In order to write the stories and make them both realistic and historically accurate, I began to research the village, the Station and the history of the entire province. I discovered a number of interesting, true stories about the Station and quickly learned that it really was a transportation hub for the Canadian war effort during World War II. All kinds of exciting things happened at the Station during that time and all kinds of interesting and well-known figures passed through its doors, ate at its tables and slept in its beds along the way.

So I tried to introduce some of the actual events from the Station's history into the stories as well. In Volume 1's "Canada's Sweetheart", for example, iconic Canadian figure skater Barbara Ann Scott makes a visit to the Station, much to the delight of Abigail, her biggest fan, who is just dying to meet her heroine. Fact is, Barbara Ann Scott did visit the Station around that time and I wouldn't be surprised if one or more of the young women then working at the Station were just as delighted at meeting their idol as Abigail is in the story.
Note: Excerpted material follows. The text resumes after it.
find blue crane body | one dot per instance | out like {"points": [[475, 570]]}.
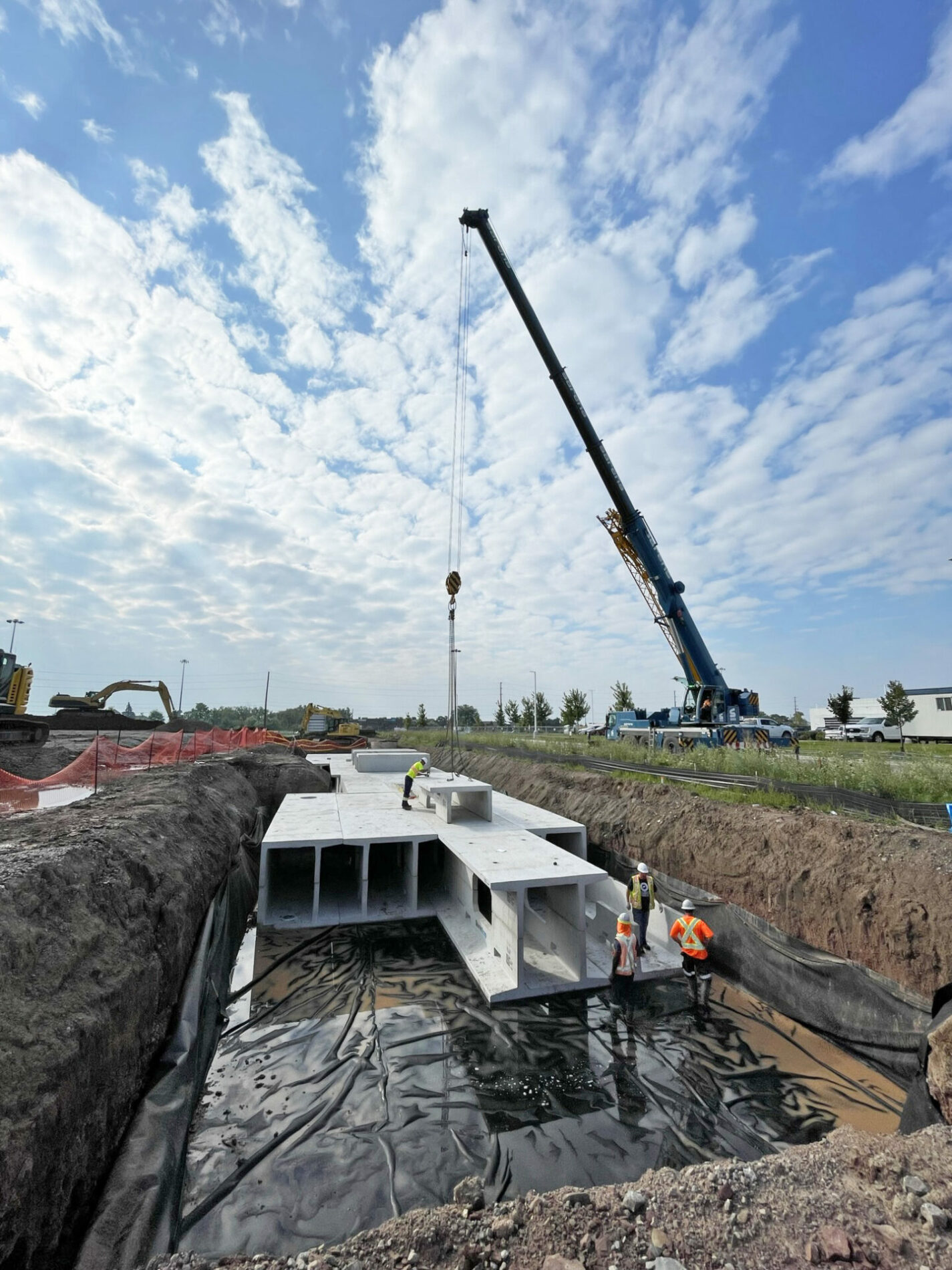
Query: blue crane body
{"points": [[712, 713]]}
I'm sad to report that my mom passed away during the course of this work but I'm pleased that she was able to read and enjoy early drafts of all 12 of the Abigail stories before she died. She used to call me up to give me suggestions on the latest story she had read, or complain to me that a story had made her cry. We've dedicated the first Volume to her memory; every time I think the work of this project is too much or worry that it won't be successful, I remind myself of how important the project was to her and I steel myself to carry on.

Lunch Exterior
The next step was to have the finished stories reviewed by expert readers, people with the knowledge and expertise to critique the writing, to spot historical inaccuracies, to ensure that the Village and people of McAdam are appropriately presented in the final versions. I can't thank enough people like Patty Smith, Lola Smith, Mary Verne Sinclair and Mary O'Keefe Robak for their kindness and thoroughness in reviewing the stories for me. How else would I have learned that queen sized beds didn't exist in 1941???
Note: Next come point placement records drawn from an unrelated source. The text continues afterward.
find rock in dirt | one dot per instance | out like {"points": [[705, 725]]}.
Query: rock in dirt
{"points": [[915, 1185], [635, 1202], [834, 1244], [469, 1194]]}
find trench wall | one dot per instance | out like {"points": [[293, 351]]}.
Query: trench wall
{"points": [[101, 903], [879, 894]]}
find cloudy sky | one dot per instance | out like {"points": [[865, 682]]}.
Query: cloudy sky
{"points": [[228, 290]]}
Once the stories were written, revised and finalised, Lynn got to work on designing the books themselves and creating the fabulous drawings that accompany each story. While I personally am pleased with the quality of the writing in the stories, I know for a fact that it is Lynn's beautiful design and layout, as well as those wonderful drawings, that give people such a positive first and lasting impression of the books.

The story doesn't stop there, however. Once we got the prototype of Volume 1 in our hands, we approached the McAdam Historical Restoration Commission to pitch the project and get their support and endorsement. A friendly, extremely knowledgeable and dedicated group of people greeted us at the Station itself and embraced the project wholeheartedly, throwing themselves into the planning and marketing process. We decided that the project should be more than just printing 20 copies of the book for sale in the gift shop; that we should use the books not only to raise money for the Station but also to try to further raise the profile of the Station and its history around the province and across the country.

My brother stepped in with an offer of his expertise with regard to websites, email addresses and all things technical, helping us to set up this webpage for example. My other sister came forward to help us make contact with various members of the media in NB and Ontario. Meanwhile, my partner Patti has been directly and actively involved in the project every step of the way, from helping to design order forms to reviewing stories and promotional materials to helping to plot marketing strategies.

We've made many more visits to the Station over the course of this project, as much to enjoy the beautiful building and its surroundings as to catalogue its many rooms and features for inclusion in the stories and drawings. We've been impressed with the amazing work that has been done to restore various areas of the building and our admiration for the efforts and dedication of the people of McAdam has only increased with every visit.

It truly has been a family affair for me, a joyful, joyous experience for a great cause.